Problem-solving works because it involves your child in the process. Here's how to go about it.
- Tell your child that you see a problem and would like to solve it together. State your feelings about the problem and let her state hers. Don't judge, contradict or argue. Just listen. You might want to create a pleasant atmosphere for this process by, say, putting a snack out on the table. Make sure there are no interruptions.
- Get a piece of paper and a pen and tell your child that the two of you are going to brainstorm ideas for solving the problem. Again, all ideas are fine. Write down each one -- no matter how far out or how much you disagree with it -- without comment.
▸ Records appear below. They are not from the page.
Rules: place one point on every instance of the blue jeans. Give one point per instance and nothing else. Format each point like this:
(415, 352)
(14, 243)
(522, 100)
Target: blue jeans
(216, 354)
Young children especially, are impressed when you write down their ideas.
- Read the list out loud and together choose a solution that is acceptable to both of you.
What Yosef and I ended up agreeing on was that in addition to having a book read to him before bed, he would get an extra book and five minutes of company. And it worked! Bedtime was much smoother after we had worked together to solve the problem.
Although he is much older now and reads to himself before sleep, Yosef still asks for his "five minutes." A solution found by a four-year-old has turned into a ritual that has lasted for years and has been adopted by our other children as well.